Today, potential extensions of the law are justified by referring to “consensus” and “the will of the people,” while the “safeguards” have turned into “barriers to access”.

Meanwhile, the same promoters of euthanasia who claimed that it was only a matter of “exceptional requests for exceptional cases” have updated their rhetoric to justify the explosion of euthanasia requests: it has become “a response to a need.”

Yet, before the legalization of euthanasia and assisted suicide in Quebec and in Canada, warnings of the slippery slope were met with mockery and contempt from those who embraced medical suicide with open arms.

At best, this cautious warning, based on the experience of countries that legalized euthanasia before us, was treated as a scarecrow brandished by alarmists. “The slippery slope doesn’t exist!” responded those anti-skeptics and other merchants of death.

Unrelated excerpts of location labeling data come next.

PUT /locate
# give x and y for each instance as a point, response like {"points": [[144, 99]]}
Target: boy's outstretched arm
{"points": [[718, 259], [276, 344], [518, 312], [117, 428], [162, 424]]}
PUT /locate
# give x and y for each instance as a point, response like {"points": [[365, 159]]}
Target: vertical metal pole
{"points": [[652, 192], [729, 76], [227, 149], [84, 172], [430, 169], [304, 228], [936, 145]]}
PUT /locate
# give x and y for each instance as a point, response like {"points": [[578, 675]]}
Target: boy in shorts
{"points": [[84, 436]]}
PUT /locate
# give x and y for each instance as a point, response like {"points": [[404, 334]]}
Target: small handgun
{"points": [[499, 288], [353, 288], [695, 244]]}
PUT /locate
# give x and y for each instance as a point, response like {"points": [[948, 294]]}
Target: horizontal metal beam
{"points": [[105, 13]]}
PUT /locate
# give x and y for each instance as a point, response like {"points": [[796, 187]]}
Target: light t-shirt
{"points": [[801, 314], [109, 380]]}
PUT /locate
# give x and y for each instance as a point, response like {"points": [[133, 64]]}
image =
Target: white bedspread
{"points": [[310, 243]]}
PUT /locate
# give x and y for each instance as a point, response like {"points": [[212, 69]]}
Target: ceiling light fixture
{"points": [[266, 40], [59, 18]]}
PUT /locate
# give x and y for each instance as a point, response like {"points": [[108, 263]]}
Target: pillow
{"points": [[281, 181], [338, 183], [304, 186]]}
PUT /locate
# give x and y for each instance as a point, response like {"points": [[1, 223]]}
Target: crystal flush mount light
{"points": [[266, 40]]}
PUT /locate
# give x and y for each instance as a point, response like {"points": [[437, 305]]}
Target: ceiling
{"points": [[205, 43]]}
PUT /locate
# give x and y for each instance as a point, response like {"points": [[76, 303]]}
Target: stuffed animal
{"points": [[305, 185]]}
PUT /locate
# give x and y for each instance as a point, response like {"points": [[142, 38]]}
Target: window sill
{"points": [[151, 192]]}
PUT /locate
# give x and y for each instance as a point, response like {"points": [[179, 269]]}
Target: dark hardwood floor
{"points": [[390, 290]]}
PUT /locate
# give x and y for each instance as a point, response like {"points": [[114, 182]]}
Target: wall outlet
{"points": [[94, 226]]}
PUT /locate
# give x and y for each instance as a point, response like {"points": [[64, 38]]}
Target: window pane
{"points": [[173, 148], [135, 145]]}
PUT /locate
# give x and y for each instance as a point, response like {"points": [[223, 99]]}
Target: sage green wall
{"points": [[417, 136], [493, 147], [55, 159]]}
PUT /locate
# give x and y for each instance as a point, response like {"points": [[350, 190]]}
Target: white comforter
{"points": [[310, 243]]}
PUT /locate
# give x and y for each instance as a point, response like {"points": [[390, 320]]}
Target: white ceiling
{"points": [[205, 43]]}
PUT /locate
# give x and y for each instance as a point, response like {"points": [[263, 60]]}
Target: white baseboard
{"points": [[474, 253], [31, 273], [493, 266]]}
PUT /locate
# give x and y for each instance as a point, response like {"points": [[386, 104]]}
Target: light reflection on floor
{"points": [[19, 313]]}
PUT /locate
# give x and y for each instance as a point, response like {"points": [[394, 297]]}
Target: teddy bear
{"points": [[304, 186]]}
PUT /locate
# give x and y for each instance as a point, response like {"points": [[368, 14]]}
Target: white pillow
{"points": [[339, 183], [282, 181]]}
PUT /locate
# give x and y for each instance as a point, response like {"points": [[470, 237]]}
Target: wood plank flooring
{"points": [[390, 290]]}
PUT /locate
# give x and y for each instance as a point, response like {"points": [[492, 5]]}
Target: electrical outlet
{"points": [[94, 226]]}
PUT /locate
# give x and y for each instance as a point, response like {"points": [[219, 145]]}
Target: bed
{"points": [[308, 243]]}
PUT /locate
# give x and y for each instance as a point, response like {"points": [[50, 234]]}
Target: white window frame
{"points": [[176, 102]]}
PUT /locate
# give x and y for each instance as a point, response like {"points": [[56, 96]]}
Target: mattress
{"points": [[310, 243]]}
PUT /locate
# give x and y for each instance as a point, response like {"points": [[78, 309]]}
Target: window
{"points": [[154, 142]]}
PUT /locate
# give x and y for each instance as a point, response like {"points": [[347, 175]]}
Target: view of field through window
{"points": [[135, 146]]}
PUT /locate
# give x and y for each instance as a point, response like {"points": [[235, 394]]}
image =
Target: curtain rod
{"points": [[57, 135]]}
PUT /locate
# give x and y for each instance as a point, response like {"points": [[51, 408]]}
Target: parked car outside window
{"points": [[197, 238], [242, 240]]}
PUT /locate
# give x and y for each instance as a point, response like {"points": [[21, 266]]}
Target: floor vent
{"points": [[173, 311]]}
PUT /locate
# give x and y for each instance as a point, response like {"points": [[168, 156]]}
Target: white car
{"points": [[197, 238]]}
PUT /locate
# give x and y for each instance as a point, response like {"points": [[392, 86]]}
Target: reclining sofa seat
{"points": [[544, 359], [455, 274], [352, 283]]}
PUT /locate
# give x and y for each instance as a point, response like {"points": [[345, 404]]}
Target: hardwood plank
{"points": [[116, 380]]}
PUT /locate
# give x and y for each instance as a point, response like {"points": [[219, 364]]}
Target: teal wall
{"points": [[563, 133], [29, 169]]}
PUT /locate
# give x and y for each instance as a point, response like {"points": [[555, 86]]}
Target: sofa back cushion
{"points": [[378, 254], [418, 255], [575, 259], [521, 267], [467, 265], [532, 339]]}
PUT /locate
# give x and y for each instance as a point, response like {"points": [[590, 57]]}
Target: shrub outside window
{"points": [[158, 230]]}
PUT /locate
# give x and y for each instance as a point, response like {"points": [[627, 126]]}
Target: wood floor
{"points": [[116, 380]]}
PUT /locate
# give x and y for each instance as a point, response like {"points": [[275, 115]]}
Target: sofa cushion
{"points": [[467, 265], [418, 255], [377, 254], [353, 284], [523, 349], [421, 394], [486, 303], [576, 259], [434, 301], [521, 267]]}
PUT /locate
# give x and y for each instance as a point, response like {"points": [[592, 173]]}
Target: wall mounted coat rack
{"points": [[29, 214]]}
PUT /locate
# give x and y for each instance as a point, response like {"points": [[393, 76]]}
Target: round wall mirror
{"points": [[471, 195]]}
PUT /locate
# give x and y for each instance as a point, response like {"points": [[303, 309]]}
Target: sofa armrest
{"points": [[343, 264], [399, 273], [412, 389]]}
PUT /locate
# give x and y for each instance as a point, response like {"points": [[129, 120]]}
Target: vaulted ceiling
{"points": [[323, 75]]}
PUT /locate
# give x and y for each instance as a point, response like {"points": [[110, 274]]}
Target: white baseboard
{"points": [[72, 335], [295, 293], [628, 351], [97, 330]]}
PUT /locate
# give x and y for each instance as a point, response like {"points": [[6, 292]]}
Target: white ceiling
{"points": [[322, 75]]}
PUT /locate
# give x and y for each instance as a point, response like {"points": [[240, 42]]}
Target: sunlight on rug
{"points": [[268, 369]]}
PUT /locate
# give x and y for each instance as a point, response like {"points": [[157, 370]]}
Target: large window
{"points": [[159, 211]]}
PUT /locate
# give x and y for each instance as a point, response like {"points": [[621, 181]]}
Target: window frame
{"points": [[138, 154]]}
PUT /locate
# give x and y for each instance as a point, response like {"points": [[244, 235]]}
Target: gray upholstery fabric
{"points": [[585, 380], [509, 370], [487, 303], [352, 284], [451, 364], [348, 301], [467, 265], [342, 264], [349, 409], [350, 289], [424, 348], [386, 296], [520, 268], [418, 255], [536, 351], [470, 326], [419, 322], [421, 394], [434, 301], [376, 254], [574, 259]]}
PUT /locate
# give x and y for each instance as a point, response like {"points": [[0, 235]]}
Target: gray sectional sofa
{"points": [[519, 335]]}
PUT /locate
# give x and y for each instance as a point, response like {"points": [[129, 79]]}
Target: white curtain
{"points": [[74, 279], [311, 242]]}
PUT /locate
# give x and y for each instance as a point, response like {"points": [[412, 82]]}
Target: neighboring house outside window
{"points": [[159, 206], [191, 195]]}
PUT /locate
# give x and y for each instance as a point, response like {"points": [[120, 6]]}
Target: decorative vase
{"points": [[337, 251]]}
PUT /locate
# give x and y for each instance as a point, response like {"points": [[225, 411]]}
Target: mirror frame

Today, slightly more than a year after the Quebec bill 52 that legalized euthanasia came into force, we see the first obvious signs of the slippery slope: we have gone from exception to promotion. Already the “end of life” criterion is presented as discrimination which prevents people with disabilities from committing suicide, implying that their living conditions justify their desire to die.

Secondly, the argument that euthanasia is about “capable and consenting people” is giving way to the idea of killing an incapable person (with Alzheimer’s or dementia) regardless of the person’s consent at the time of death.

Finally, according to a Canadian study published in May, the proverbial patient writhing in pain on his deathbed has morphed into a person in existential crisis over his loss of autonomy (read: disability).

So we won’t be surprised if tomorrow we are presented with other ludicrous propositions, such as the one currently gaining popularity in the Netherlands: opening “medical aid in dying” to elderly people who feel they have accomplished their lives.

A society does not accept overnight the idea that the state should endorse the suicide of an elderly and healthy person simply because she is tired of living. It must first live through the deep malaise that accompanies every new expansion of euthanasia access that is sold to us as progress.

In fact, when we think about it, the only thing that is “reasonably foreseeable” is the extension of medically assisted suicide to more and more groups of people. If death is sold as a solution to suffering, and if suicide is viewed favourably when a doctor is involved, the real question is not why some are opposed to it, but rather “why say yes to one and no to others?”

Aubert Martin is the Executive Director of Vivre dans la Dignité (Living with Dignity), a Quebec-based organisation.